Companies that hire illegal aliens are being audited at a greater rate by immigration officials, the Associated Press reports. Derek Benner, head of U.S. Immigration and Customs Enforcement (ICE)’s Homeland Security Investigations unit, told The Associated Press that a major audit sweep scheduled for this summer would exceed more than 5,000 employers being audited by ICE.

That’s a huge increase from its audits peak of 3,127 in 2013. The plan is to increase this number to as many as 15,000 audits per year.

ICE is auditing companies to verify if their employees are authorized to work in the U.S., evidencing President Trump’s directive to crack down on illegal aliens. The focus, ICE stated, is to create a “culture of compliance” among employers who rely on hiring illegal aliens, which could lead to criminal prosecution if violated.

The Associated Press notes that since federal immigration law was enacted in 1986, employers are required to verify whether or not their employees are authorized to work in the U.S. This includes reviewing and verifying documents that prove a person’s identity and work authorization. If employers hire employees without proper documents they may be subject to administrative fines and criminal prosecution.

After Trump took office in January 2017 a surge of deportation arrests occurred and a focus was heightened on targeting employers. ICE reports that there were 2,282 employer audits opened between Oct. 1 and May 4; nearly a 60 percent increase from the 1,360 audits opened between October 2016 and September 2017. Many came after January ICE audits of roughly 100 7-Eleven franchises in 17 states.

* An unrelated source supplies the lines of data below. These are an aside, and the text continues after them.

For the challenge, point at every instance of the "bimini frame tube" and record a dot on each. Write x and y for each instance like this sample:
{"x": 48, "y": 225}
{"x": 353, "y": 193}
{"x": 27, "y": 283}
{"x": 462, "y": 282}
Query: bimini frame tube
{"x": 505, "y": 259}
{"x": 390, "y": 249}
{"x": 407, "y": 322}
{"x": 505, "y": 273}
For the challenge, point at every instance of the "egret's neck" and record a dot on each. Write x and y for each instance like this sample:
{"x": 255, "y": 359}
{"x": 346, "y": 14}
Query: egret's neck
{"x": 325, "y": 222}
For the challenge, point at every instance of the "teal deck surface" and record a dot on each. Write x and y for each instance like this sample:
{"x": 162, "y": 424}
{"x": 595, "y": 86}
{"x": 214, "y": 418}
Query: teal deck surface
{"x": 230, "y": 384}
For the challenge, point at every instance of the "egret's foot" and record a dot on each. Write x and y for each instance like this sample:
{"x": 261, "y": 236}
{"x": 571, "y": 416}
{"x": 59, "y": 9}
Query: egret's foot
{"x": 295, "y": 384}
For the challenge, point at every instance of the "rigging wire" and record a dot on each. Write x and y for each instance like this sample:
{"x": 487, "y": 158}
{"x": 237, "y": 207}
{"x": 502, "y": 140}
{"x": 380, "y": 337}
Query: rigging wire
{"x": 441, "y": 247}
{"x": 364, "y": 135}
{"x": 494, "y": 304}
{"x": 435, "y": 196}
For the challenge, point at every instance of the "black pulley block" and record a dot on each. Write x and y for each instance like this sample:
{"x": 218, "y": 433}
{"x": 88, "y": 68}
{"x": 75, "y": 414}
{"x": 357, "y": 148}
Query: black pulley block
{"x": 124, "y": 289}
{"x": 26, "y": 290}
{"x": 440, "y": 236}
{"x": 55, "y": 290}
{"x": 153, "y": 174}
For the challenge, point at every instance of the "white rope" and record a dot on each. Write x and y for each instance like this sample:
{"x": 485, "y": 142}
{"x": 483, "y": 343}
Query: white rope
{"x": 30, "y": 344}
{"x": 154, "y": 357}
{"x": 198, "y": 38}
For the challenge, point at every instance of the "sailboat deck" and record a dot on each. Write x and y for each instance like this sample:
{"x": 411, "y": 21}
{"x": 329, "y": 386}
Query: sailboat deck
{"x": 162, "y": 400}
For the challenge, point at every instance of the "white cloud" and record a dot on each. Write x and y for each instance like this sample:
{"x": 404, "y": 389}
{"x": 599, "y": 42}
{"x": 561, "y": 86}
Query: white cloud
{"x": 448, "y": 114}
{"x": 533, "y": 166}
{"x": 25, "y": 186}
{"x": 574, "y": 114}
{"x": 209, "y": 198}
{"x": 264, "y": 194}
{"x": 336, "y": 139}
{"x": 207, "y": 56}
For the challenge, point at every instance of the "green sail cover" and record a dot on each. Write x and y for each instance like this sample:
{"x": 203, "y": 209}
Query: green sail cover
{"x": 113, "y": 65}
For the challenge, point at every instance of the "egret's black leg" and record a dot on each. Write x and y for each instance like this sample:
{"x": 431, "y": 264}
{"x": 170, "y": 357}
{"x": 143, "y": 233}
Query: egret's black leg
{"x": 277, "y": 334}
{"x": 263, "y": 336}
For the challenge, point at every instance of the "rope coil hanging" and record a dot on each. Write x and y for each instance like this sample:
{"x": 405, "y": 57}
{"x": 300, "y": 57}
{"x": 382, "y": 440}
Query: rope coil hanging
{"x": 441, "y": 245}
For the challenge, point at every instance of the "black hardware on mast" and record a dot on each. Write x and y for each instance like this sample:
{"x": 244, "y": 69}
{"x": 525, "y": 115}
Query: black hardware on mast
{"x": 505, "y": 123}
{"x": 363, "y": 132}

There were 594 employers arrested on criminal immigration charges from Oct. 1 to May 4, up from 139 during the previous fiscal year, and 610 civil immigration charges during the same period, compared to 172 in the preceding 12-months, ICE announced.

In addition to these audits ICE’s acting director, Thomas Homan, pledged that the agency would increase its workplace enforcement by “four or five times,” which could result in a 40 percent increase in deportation arrests.

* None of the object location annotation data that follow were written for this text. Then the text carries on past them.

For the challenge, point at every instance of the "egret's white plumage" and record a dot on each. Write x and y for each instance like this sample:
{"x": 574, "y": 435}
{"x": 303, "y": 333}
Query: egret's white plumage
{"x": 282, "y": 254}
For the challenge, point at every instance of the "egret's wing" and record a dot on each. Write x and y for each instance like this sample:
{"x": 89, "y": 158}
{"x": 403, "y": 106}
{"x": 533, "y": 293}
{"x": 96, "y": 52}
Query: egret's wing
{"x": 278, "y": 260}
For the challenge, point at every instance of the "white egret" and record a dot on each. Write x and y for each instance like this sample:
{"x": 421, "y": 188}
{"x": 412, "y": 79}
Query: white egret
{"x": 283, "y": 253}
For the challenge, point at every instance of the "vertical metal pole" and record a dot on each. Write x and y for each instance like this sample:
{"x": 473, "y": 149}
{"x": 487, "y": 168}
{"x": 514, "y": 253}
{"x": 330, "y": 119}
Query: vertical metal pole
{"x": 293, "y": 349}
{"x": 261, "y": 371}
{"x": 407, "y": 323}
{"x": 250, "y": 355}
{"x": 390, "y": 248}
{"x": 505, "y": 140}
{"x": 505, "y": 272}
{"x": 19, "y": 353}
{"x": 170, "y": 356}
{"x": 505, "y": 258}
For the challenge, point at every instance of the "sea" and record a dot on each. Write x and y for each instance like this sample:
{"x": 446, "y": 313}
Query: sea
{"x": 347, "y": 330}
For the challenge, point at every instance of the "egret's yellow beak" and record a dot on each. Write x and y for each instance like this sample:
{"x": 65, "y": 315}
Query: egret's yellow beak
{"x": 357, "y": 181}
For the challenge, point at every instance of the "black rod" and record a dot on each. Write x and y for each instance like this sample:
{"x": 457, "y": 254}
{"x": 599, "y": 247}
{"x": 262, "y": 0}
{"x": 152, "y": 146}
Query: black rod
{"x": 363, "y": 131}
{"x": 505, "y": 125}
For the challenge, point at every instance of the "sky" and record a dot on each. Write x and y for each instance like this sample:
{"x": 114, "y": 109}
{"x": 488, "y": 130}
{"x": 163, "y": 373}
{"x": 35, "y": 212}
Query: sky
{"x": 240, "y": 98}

The goal of employer audits is to focus on criminal cases against employers and deport illegal alien employees who in the country illegally.

Benner explained that hiring illegal aliens creates an unfair advantage for companies, encourages illegal immigration, results in a range of identity fraud, and can create unsafe work environments for workers who are forced to work in potentially dangerous conditions without overtime pay or health benefits.